Y para rematar la faena, la tercera historia, Sinbad the Sailor, supone un homenaje a esos ambientes que encumbraron al maestro. A esos marineros alocados de Levando Anclas y Un día en Nueva York que pasean sus ganas de divertirse por parajes misteriosos de incierto destino. En este caso el emblemático marinero Kelly deambulará por las callejuelas de una mercadillo de oriente abrazando las páginas de las mil y una noches. Así, éste adquirirá una lámpara maravillosa con su inseparable genio, en este caso un niño que no hace ascos en compartir un baile desenfrenado con su dueño. Un baile que dará paso a continuación a otra de las obsesiones de Kelly: la innovación que suponía aunar en un mismo ‹frame› el mundo real con la animación. Así marinero y genio se moverán al son de la música por los escenarios animados dibujados por Hanna-Barbera compartiendo tablas con una serpiente de caderas enroscadas, con un par de guardianes que zapatean alegremente junto a Kelly unas hipnóticas secuencias de baile para culminar con una danza sensible y tierna entre el enérgico Kelly y la misteriosa Sherezade, un punto que sirve de botón de muestra de la pasión innovadora que ostentaba un Gene Kelly quien siempre trataba de explotar las oportunidades que la aplicación de los incipientes efectos especiales podían proporcionar al cine musical con objeto de fascinar al público (quien no se acuerda de ese baile vestido igualmente de marinero junto al ratón Jerry en Levando Anclas).

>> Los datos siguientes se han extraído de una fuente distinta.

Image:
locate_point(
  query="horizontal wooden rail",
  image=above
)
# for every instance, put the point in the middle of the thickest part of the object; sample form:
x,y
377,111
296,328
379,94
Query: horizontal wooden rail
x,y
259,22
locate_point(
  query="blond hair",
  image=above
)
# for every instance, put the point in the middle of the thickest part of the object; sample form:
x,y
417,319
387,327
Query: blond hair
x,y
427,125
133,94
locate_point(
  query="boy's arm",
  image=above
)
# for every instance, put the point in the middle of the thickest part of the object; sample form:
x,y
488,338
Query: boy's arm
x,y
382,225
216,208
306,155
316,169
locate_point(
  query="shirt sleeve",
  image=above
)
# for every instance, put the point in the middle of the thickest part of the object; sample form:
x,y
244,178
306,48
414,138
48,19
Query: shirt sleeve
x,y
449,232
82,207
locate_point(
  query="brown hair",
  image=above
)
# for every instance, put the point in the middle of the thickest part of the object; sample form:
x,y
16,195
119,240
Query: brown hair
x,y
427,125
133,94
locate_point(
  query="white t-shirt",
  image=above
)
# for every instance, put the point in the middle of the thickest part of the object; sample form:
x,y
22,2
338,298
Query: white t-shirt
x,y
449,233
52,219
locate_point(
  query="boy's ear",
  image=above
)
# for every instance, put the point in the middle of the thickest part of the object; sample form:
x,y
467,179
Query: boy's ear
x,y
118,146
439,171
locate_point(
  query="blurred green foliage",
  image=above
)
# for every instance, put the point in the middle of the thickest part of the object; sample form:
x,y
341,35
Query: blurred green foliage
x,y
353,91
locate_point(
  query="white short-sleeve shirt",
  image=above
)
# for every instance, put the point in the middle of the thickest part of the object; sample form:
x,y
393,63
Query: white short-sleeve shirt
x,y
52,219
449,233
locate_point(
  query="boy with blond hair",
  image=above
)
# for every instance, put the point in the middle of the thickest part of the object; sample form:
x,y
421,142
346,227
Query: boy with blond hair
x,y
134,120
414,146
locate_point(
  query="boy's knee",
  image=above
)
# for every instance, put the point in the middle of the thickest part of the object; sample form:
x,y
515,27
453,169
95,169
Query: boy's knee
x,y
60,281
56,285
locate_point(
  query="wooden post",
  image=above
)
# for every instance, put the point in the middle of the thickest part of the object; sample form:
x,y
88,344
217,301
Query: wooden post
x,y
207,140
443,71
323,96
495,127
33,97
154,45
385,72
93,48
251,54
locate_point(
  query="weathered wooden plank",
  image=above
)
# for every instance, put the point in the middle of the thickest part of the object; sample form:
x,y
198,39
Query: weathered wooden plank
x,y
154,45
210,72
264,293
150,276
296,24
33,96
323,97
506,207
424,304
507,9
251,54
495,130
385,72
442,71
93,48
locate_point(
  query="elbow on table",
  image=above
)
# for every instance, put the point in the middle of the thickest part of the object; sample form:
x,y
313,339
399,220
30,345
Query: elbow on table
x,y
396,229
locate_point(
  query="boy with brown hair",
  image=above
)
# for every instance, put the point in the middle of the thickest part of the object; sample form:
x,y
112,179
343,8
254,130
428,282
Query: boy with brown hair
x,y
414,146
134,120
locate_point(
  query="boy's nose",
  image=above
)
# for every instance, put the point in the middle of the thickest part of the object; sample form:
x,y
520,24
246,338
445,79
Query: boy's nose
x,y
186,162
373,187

Todo lo expuesto convierte a Invitación a la danza en uno de los musicales más personales, potentes y novedosos de la historia del cine. Una obra de autor que no buscaba el aplauso fácil, sino que trataba de cautivar a una nueva generación de adictos a la danza y al arte en general. Porque sin duda Invitación a la danza conserva ese aroma a cine clásico en todos los sentidos. Un cine arriesgado y terriblemente bello. Un cine muy entretenido, que se disfruta en un abrir y cerrar de ojos sin hueco para el aburrimiento, siendo la carencia de diálogos en el caso que nos ocupa un recurso que embellece el contorno del asombroso proyecto de Kelly. Un proyecto que perseguía rendir un sincero, honesto y entusiasta homenaje al cine, a la danza y a la música. Objetivos que permiten ensalzar a éste como si no el mejor, como uno de los mejores musicales de la historia del cine.